Faute de connaissance des données historiques, le vide peut se remplir avec l’imagination: toute lacune dans les données
historiques de Sade peut être remplie avec des fragments de ses romans pour offrir des exemples de sa conduite dans sa
vie réelle. La majorité de ceux qui frémissent d’horreur en entendant ou lisant le nom de Sade imaginent sa conduite, et
parce qu’ils l’imaginent, ils croient la connaître, ignorant qu’ils en ont reçu une image fausse, née de personnages fictifs et
non pas de la réalité. Cette image fausse, d’une simplicité qui la rend très facile à répandre, l’adaptant à tout niveau de
compréhension, est très populaire, mais elle peut risquer de devenir majoritaire, pour prendre dès lors une apparence
faussement intellectuelle.
La plûpart des contradictions qui évaluent la conduite de Sade, ont leur origine au fait d’interpréter chaque action, parole,
et idée de Sade comme le résultat d’un égoïsme infini, qu’on lui attribue comme point de départ préalable à l’examen des
faits. On préjuge, on considère comme bien établi que la réalité ne peut pas être différente des préjugés. C’est vrai que le
contenu de quelques écrits de Sade crée cette apparence, mais c’est vrai aussi que l’égoïsme absolu comme explication
de la vie de Sade ne donne qu’une ribambelle d’absurdités, même si on se borne à la plus stricte exactitude historique.
On a voulu expliquer l’anomalie de Sade comme de la psychopathie, c’est-à-dire, un égoïsme absolu, marqué de la moindre
capacité d’empathie, qui expliquerait une extrême méchanceté sans qu’il y ait une maladie d’aliénation ni un déficit cognitif.

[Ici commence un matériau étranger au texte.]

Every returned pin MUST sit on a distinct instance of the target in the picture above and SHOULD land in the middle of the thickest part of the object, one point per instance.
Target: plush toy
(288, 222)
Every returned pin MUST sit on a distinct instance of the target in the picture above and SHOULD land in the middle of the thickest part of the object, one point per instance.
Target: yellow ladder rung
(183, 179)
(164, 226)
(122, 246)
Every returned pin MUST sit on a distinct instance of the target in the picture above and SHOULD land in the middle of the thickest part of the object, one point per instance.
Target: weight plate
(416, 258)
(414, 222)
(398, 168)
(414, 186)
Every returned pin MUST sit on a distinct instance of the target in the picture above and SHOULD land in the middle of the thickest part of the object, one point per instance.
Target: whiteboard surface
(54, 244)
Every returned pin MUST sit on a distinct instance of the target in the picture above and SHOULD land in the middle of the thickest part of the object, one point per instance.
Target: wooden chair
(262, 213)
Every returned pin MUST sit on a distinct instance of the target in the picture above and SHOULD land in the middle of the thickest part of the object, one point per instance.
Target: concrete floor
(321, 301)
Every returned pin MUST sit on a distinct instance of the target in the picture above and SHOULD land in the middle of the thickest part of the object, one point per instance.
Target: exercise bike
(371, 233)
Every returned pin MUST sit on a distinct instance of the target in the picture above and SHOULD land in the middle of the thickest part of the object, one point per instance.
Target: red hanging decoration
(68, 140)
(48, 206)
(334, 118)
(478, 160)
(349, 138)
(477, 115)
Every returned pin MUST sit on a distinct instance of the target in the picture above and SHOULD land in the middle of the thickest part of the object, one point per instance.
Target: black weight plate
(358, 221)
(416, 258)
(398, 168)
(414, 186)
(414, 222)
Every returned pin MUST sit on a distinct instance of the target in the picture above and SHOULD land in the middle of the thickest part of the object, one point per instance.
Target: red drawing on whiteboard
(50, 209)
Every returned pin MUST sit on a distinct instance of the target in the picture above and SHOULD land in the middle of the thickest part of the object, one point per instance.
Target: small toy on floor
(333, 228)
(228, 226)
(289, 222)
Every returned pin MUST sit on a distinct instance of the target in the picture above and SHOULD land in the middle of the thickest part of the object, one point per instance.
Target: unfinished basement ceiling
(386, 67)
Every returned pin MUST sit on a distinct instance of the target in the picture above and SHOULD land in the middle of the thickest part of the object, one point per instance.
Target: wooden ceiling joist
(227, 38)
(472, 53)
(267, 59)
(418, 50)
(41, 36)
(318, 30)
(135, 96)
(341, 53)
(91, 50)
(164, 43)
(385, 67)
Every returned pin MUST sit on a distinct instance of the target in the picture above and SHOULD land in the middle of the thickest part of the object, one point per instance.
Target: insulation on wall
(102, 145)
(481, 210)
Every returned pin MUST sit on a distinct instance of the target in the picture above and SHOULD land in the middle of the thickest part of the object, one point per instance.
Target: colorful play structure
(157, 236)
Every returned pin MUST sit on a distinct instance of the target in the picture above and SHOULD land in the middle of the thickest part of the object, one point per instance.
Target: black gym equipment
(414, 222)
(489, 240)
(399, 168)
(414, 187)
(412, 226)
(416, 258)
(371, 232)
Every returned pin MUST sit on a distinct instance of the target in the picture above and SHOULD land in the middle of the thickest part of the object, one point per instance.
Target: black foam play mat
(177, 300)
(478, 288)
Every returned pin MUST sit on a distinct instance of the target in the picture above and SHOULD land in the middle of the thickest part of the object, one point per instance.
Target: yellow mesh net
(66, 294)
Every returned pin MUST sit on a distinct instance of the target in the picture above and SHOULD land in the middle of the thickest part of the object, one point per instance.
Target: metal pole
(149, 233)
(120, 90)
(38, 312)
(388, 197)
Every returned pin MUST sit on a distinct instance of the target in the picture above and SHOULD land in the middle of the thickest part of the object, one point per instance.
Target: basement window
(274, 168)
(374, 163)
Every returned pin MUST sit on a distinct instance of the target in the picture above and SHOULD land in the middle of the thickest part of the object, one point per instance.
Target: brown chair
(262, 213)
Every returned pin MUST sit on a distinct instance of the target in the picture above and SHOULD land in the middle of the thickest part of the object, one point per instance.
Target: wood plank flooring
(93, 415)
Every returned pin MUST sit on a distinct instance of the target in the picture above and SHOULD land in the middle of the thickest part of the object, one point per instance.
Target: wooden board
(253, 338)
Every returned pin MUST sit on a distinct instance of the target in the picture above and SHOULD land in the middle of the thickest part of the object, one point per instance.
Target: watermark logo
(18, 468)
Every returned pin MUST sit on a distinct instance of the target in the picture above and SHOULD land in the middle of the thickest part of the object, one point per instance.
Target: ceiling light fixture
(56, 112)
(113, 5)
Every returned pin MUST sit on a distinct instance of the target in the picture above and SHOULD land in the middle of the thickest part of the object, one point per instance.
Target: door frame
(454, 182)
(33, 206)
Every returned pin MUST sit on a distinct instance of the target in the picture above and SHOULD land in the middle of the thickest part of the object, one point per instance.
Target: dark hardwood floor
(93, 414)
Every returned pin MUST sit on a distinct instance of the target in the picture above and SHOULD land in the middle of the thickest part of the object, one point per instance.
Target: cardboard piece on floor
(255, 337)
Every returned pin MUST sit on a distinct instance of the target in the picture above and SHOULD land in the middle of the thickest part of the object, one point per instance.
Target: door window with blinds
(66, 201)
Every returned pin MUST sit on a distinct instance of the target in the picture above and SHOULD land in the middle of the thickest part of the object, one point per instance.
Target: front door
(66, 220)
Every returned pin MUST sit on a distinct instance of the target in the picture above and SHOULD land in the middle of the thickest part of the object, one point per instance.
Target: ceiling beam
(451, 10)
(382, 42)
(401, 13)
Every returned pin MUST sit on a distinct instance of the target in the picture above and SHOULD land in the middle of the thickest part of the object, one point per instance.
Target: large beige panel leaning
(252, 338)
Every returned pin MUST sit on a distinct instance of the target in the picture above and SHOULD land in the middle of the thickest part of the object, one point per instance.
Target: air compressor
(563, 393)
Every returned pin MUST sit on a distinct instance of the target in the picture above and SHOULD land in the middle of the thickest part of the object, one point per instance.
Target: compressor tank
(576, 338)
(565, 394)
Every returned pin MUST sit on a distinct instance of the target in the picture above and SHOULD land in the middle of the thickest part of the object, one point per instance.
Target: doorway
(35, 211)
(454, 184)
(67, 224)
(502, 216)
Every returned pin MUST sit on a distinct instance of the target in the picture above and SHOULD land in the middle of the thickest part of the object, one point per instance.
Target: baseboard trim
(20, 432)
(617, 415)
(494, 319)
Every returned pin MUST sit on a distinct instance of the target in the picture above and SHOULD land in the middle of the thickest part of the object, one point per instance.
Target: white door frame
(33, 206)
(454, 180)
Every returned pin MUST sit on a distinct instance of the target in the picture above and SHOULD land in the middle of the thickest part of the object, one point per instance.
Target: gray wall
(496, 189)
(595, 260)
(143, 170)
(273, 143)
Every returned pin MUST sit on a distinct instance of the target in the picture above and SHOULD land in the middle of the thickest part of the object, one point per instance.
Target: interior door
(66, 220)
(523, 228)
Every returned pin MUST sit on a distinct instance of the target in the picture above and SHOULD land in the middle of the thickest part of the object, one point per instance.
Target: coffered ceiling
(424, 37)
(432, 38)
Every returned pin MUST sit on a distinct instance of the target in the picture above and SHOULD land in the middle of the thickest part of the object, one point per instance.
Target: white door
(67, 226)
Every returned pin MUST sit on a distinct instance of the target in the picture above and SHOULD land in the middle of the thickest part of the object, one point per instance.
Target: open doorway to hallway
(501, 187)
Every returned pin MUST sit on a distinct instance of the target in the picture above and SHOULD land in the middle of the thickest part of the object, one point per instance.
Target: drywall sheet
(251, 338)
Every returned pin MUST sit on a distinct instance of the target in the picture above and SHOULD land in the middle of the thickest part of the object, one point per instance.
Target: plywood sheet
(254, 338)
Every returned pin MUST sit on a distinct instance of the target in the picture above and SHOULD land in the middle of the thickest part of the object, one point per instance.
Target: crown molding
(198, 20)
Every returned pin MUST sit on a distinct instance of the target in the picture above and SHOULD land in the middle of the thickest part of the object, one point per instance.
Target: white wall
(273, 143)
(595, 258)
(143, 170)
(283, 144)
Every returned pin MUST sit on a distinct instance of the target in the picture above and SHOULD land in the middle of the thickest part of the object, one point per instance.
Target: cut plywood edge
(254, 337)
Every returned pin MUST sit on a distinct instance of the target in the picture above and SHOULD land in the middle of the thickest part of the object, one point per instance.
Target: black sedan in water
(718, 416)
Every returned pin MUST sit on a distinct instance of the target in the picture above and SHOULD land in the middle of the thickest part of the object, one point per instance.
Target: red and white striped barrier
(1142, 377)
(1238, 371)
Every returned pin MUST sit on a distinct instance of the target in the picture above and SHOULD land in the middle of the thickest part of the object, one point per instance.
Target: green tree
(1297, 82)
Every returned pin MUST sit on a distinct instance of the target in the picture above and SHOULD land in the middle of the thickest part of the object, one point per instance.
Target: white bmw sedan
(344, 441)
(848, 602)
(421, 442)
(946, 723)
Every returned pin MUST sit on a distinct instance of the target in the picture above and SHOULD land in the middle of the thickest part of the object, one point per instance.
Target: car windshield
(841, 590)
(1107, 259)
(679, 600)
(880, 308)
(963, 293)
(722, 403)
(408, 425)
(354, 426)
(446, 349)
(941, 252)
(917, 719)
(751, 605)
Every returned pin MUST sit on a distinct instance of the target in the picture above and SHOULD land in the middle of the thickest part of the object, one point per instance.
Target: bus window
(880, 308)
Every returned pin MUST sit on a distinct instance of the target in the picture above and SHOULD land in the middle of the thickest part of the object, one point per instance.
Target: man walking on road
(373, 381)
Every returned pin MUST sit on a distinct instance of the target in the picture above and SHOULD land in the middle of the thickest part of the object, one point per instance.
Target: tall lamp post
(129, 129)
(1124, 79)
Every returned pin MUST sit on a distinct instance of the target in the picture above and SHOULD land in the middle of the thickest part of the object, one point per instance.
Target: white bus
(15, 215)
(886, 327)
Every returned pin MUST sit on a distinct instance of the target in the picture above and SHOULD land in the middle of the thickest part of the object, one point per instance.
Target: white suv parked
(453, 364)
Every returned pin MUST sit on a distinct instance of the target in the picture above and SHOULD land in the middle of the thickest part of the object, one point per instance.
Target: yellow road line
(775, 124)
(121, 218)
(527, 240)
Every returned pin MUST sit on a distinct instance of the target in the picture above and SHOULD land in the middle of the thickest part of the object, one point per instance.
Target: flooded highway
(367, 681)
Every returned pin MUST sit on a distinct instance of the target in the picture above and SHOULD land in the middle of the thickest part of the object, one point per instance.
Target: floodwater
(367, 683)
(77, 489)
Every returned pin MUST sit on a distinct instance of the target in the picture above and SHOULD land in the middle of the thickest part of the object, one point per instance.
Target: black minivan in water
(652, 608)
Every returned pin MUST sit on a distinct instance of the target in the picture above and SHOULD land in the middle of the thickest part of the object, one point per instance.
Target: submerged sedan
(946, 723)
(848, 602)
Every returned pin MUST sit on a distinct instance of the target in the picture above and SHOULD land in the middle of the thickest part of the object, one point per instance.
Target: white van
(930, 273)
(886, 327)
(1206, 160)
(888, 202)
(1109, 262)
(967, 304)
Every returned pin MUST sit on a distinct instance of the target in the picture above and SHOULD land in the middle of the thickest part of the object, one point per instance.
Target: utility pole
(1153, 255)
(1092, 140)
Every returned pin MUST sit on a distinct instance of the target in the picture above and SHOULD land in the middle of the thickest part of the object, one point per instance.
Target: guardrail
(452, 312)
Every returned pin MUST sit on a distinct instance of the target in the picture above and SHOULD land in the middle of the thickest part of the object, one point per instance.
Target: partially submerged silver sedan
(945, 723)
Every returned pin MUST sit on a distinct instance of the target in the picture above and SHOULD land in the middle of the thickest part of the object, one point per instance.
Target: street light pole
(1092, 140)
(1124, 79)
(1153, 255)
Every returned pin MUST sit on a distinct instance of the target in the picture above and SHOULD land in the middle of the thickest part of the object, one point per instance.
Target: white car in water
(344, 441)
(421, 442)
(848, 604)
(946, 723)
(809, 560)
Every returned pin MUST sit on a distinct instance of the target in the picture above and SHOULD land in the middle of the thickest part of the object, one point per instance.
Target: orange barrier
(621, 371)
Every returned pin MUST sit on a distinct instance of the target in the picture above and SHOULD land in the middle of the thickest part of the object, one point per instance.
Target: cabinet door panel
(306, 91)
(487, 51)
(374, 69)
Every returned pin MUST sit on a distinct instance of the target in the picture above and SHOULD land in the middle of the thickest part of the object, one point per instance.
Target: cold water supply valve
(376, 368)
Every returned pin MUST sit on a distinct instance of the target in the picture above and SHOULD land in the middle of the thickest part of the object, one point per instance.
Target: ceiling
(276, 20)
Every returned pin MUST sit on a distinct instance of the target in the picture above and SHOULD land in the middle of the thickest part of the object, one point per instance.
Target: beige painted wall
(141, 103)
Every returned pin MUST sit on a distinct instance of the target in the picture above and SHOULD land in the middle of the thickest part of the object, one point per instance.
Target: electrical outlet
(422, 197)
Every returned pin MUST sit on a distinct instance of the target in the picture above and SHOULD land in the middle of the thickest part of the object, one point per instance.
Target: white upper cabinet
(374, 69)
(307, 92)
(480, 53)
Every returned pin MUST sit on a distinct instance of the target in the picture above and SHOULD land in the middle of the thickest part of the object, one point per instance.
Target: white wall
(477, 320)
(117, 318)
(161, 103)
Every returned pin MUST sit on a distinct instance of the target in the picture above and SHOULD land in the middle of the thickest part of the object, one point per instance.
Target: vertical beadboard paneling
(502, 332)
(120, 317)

Il est vrai que ces traits se trouvent chez plusieurs personnages de quelques romans de Sade, mais l’analyse des données
de sa vie réelle, sans des donnés imaginaires ou des hypothèses non constatées, ne permet pas de dire que Sade fut un
psychopathe, même si cette idée est la plus répandue parmi les psychiatres les plus prestigieux, qui l’adoptèrent sans doute
pour ne pas en adopter de plus simplistes.
Il y a chez Sade toutes les qualités necéssaires pour la plus haute excellence éthique, et il est prouvé qu’il en fit usage;
mais on ne peut nier son libertinage, ni son masochisme sexuel, intronisé par le nom d'algolagnie par Schrenck-Notzing,
ni les descriptions de perversions et de crimes dans ses écrits, alllant même jusqu’à portraiturer la cruauté humaine
portée aux dernières conséquences, qui arrivent au désir du mal pour le mal, même au déla du plaisir. Cela est vrai
quoique l'écrivain ait décrit aussi tout le contraire dans d’autres écrits ou dans les mêmes. Supposant que Sade fut
moralement tout le contraire des personnages littéraires qui l’ont rendu tristement célèbre, il reste encore la raison
pour laquelle il se livrait à des pratiques sexuelles violentes, contre des femmes et contre lui-même. Un homme sain
peut-il être "sadique" ? Peut-il commettre des actes d’algolagnie ou de masochisme sexuel ?
La raison d’une grande partie de la confusion c’est que la question du masochisme sexuel n’a pas été étudiée avec la
profondeur nécessaire. La théorie héritée d’Havelock-Ellis, expliquant l’algolagnie comme le résultat d’une sensibilité
inférieure à la normale, permet d’expliquer la plupart des cas d’algolagnie, et, par conséquent, ne peut pas être rejetée.
Mais on a demontré qu’il existe des cas où l’algolagnie ne peut pas être expliquée par une sensibilité plus basse que la
normale. La théorie de la perte de la sensibilité comme explication de l’algolagnie n’est pas erronée, mais incomplète.
L’erreur consiste à la prendre pour l’explication universelle, de tous les cas de masochisme sexuel. Il ne faut pas pour
autant la supprimer mais l’inclure dans une théorie plus vaste expliquant les cas qui restent hors de sa portée.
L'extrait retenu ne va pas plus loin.